Numbers of working age disabled people are growing quite rapidly, mainly because of population ageing, and their economic activity and employment rates have risen substantially since 1998. Few people think disabled people are displacing non-disabled workers and pushing them into a life on benefits: there are just more disabled people in the labour market now than there used to be, and on average they are faring worse than non-disabled people, with unemployment at 11% compared to 7.6%.
Add to this that the time ranges we have used mean the economic downturn is distorting the picture and it’s easy to see how we have generated an utterly monstrous factoid out of perfectly innocent labour market data: there just hasn’t been that much employment growth since 2009/10, so it’s not hard for the disabled, or migrants for that matter, to overwhelm the growth figures.

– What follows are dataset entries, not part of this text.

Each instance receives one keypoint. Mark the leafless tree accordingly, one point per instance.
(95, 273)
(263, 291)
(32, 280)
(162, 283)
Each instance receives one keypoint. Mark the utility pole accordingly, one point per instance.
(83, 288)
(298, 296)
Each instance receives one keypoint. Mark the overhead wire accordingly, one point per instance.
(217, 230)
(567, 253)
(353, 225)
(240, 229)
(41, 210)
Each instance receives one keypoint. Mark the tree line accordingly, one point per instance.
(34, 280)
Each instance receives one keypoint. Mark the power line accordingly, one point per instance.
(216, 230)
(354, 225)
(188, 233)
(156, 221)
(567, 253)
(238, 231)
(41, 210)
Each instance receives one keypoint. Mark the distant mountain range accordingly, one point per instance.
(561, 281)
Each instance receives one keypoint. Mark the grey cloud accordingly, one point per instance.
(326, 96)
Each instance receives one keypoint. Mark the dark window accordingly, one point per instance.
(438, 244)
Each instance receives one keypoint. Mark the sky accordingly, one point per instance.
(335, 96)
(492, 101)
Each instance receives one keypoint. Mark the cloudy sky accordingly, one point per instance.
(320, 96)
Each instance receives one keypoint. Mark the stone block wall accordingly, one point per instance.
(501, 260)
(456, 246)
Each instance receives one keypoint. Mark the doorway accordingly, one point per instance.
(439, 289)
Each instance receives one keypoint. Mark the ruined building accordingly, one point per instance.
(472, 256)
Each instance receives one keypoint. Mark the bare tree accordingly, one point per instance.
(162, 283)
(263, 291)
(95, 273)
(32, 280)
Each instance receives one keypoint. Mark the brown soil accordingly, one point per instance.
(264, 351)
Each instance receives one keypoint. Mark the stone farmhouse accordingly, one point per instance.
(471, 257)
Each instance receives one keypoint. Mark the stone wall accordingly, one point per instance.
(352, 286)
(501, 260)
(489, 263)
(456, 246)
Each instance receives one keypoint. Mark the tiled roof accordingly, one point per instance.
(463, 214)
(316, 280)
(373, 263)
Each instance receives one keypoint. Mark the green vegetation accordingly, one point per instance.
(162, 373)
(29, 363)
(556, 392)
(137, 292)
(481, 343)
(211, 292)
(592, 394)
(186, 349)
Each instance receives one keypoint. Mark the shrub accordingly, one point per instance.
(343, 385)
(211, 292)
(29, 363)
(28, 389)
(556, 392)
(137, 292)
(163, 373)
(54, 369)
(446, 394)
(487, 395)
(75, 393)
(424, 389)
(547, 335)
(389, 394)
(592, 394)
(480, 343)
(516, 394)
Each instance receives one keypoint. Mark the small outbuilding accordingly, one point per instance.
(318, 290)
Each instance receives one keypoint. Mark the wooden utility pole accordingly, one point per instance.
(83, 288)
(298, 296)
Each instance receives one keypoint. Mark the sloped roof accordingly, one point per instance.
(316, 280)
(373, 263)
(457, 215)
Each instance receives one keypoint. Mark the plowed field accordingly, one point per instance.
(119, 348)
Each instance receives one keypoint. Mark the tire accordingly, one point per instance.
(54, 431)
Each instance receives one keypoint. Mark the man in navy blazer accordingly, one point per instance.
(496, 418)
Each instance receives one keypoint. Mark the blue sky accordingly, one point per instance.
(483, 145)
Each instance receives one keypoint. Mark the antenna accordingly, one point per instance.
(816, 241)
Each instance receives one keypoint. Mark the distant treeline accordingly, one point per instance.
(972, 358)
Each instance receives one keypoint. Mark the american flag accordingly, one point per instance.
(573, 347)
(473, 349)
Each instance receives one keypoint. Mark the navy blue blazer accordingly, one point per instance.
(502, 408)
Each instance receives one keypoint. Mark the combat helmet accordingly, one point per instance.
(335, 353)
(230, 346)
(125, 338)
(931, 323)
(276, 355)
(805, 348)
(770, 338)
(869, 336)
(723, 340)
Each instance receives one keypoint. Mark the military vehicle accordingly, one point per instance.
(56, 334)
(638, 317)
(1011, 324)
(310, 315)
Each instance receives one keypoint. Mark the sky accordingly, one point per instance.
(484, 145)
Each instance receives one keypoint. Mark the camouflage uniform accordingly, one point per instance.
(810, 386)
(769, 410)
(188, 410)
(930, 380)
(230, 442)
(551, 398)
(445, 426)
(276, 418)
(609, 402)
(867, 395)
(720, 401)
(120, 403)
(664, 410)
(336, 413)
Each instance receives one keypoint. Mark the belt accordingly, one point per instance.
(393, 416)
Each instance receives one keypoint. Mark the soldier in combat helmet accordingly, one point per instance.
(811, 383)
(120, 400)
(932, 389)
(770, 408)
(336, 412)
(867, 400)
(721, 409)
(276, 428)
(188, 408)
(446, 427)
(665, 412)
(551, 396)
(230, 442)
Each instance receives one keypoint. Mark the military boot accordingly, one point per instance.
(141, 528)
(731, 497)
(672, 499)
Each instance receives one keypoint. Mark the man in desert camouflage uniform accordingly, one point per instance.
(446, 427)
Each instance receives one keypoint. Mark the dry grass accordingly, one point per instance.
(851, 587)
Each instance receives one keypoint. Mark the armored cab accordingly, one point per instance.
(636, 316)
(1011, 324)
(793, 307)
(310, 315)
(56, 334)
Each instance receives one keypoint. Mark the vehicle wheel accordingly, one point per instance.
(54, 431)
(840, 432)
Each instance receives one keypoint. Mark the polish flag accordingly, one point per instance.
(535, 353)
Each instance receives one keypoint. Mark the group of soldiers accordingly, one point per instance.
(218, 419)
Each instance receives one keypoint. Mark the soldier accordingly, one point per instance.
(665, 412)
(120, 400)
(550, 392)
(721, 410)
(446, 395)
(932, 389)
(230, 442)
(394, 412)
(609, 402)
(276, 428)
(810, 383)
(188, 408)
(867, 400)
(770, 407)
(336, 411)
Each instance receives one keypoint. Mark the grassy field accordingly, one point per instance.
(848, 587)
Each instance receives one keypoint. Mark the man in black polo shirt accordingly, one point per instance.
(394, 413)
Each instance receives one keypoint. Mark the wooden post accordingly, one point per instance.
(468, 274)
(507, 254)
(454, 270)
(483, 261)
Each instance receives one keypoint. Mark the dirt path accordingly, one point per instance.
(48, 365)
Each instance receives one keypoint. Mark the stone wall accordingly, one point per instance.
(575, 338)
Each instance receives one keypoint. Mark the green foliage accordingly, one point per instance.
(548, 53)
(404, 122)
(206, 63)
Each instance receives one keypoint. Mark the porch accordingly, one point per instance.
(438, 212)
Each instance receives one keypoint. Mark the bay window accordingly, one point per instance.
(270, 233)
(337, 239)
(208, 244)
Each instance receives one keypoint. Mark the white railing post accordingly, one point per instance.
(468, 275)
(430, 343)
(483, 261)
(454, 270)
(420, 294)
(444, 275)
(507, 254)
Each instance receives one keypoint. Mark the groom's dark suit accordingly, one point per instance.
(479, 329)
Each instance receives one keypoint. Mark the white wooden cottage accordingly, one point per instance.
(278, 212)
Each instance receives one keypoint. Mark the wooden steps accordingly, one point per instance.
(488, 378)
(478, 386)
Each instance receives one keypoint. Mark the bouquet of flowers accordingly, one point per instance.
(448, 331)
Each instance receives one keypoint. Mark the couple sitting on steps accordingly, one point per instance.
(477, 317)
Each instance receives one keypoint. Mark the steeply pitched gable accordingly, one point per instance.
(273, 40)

So showing that some group or other is taking all the jobs isn’t difficult if you partition the population the right way and choose the right time frame. The question raised by this piece of pseudo- analysis is why we should take the assertion that non-UK nationals are taking 91% of employment growth any more seriously than the assertion that disabled people are taking 218%.
The latter figure is considerably more statistically robust than the former, but that doesn’t mean it’s telling us anything useful, or indeed anything at all. What these assertions have in common is that they aren’t even wrong, just silly.
However even this piece of silliness draws attention to the other flaw in the migration/benefits folk tale. We seem to have a lot more disabled people in employment, and this isn’t just because there are more disabled people. In fact, disability employment is one of the unsung positive developments in the UK labour market over the last 13 years.
Graph 1 below shows the trends, which are mirrored in falling rates of receipt for incapacity benefit, and growing numbers of Disability Living Allowance recipients who are not claiming out-of-work benefits, up by 71% since 2002. The group which has for a long time accounted for the largest share of long-term benefit receipt has seen its economic activity rate rise by 9 percentage points since 1998.
The next biggest group, lone parents, saw very similar increases in employment. Don’t expect to hear these facts cited by those who want to promote the myth that employment growth did not benefit UK citizens under the last government.